La contratación de profesionales suele ser mucho más rentable en el resultado final
11. Puesto de gobierno
Libros, cartas, accesorios de navegación, etc, quedarán guardados en su lugar habitual, al igual que en las demás zonas del barco. Aspiraremos primero, higienizaremos después y, si queremos, utilizaremos el abrillantador de superficies para dejarlo todo brillante y protegido. Los instrumentos de navegación, relojes, mandos, electrónica serán limpiados con cuidado, sin mojarlos, usando mejor una brocha y un trapo seco impregnado en un poco de abrillantador de superficies.

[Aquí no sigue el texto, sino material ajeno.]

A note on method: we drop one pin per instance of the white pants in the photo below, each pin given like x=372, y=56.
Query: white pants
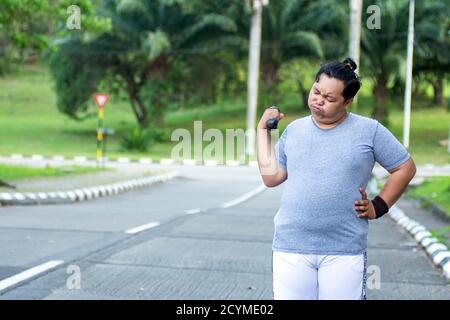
x=324, y=277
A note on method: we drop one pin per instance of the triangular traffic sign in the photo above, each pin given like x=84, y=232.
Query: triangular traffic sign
x=101, y=99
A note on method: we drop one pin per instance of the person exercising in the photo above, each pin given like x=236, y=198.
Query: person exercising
x=326, y=158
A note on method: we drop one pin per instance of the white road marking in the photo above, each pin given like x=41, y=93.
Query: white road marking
x=27, y=274
x=243, y=198
x=142, y=228
x=193, y=211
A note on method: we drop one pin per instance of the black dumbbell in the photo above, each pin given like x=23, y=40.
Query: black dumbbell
x=272, y=123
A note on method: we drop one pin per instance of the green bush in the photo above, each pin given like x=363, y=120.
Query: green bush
x=138, y=139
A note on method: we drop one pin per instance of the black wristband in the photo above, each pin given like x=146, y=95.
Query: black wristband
x=380, y=206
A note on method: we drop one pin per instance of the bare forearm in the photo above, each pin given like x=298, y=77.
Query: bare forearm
x=396, y=185
x=265, y=154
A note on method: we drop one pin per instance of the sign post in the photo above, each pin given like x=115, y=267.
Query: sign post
x=100, y=100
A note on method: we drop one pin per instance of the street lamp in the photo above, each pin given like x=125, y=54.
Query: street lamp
x=253, y=73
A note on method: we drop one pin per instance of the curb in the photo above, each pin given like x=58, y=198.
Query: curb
x=125, y=160
x=82, y=194
x=438, y=252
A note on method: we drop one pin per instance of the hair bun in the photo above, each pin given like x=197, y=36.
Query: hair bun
x=350, y=63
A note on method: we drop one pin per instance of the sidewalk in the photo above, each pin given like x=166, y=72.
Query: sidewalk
x=84, y=180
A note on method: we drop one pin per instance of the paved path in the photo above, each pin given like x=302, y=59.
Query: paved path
x=216, y=254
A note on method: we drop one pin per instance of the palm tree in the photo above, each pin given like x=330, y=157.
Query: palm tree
x=146, y=37
x=300, y=29
x=432, y=53
x=384, y=51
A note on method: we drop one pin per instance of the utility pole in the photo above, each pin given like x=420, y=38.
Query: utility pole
x=409, y=65
x=253, y=73
x=355, y=35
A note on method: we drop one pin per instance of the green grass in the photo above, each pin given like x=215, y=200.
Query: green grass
x=11, y=173
x=31, y=124
x=436, y=190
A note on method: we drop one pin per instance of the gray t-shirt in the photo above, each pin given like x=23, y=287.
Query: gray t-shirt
x=325, y=169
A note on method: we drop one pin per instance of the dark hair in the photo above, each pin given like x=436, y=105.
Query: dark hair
x=344, y=71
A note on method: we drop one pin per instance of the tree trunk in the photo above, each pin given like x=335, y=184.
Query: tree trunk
x=270, y=78
x=381, y=93
x=438, y=88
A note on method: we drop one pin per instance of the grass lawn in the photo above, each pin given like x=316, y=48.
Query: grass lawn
x=31, y=124
x=11, y=173
x=436, y=190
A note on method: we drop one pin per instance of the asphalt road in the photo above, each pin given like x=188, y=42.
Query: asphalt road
x=217, y=253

En salones y dinettes sirve la norma y el sistema de las zonas ya mencionadas. Si hay alimentos en los cajones se retiran, si hay congeladores o frigoríficos, los descongelamos y limpiamos. Los elementos decorativos se limpiarán con cuidado y al mobiliario, una vez aspirado, le aplicaríamos el limpiador abrillantador de superficies, nunca en exceso. Las moquetas y tapizados, sofás cojines, etc, deberán ser limpiados por una empresa especializada. No nos olvidemos de limpiar escotillas y portillos por dentro, como hemos indicado anteriormente.

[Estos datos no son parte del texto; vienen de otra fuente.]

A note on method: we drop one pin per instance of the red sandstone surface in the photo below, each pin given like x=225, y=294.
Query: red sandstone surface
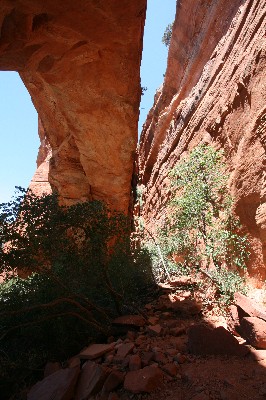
x=80, y=63
x=213, y=92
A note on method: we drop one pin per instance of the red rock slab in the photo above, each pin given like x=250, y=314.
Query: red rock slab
x=249, y=306
x=155, y=330
x=171, y=369
x=91, y=380
x=133, y=320
x=258, y=355
x=58, y=386
x=134, y=362
x=125, y=349
x=147, y=380
x=203, y=340
x=254, y=331
x=147, y=357
x=95, y=351
x=115, y=379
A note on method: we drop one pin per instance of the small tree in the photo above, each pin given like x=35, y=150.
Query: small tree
x=200, y=228
x=166, y=39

El material de seguridad como chalecos salvavidas, aros, cubo de fuego, bengalas, etc, deberá estar guardado en un lugar seco y protegido, preferentemente dentro de la cabina, para evitar que la humedad los deteriore en vez de los socorridos cofres.

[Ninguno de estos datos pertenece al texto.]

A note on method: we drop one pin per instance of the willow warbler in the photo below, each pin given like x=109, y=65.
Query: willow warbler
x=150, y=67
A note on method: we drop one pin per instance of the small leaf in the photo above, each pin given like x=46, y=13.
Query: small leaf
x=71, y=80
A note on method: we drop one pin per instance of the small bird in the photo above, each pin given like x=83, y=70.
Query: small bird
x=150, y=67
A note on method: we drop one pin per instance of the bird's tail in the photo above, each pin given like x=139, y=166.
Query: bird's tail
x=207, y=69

Eliminar las gotas da otro aspecto al conjunto
12. Tanques de agua dulce
Por último, trataremos de evitar futuros olores en el depósito de agua dulce, por lo que añadiremos una botellita de producto para esterilizar el agua, una pastillita o chorrito de cloro y añadiremos agua nueva para mezclarla bien. No es necesario llenar por completo el tanque de agua. Luego se vaciarán abriendo todos los grifos de abordo. El agua con el esterilizador de agua recorrerá todo el circuito de agua limpiando además las tuberías. Cerraremos los grifos y dejaremos aproximadamente medio tanque de agua, añadiendo de nuevo más producto esterilizador. Cuando queramos utilizar el agua la próxima temporada, empezaremos vaciando el depósito y volviéndolo a llenar con agua nueva.
13. La Ventilación
Si la inactividad va a ser total durante el invierno, podemos colocar bolas secas en el barco en todos los camarotes y armarios principales para mantener a raya la humedad. Lo lógico es que cada semana o quince días se pase por el barco para abrirlo y ventilarlo. Si esto no es posible hay más opciones. Dependiendo del tamaño del barco, podemos poner un deshumidificador conectado las 24 horas del día, con un temporizador. En este caso el desagüe del aparato debe ir a parar a un lugar donde la bomba de achique se encargue de evacuar el agua al exterior como la sentina o la ducha.
Realizadas estas necesarias tareas podemos estar seguros de que nuestra embarcación se mantendrá en condiciones durante todo el invierno. Convendrá no olvidarse al 100% de ella, y pasar de vez en cuando para revisar que todo está correctamente. Si no podemos, siempre podemos acudir a una empresa, especialmente en barcos de mediano y gran porte, que nos vaya limpiando y poniendo en marcha los motores, ventilando el interior y haciendo que los elementos principales se muevan y funcionen.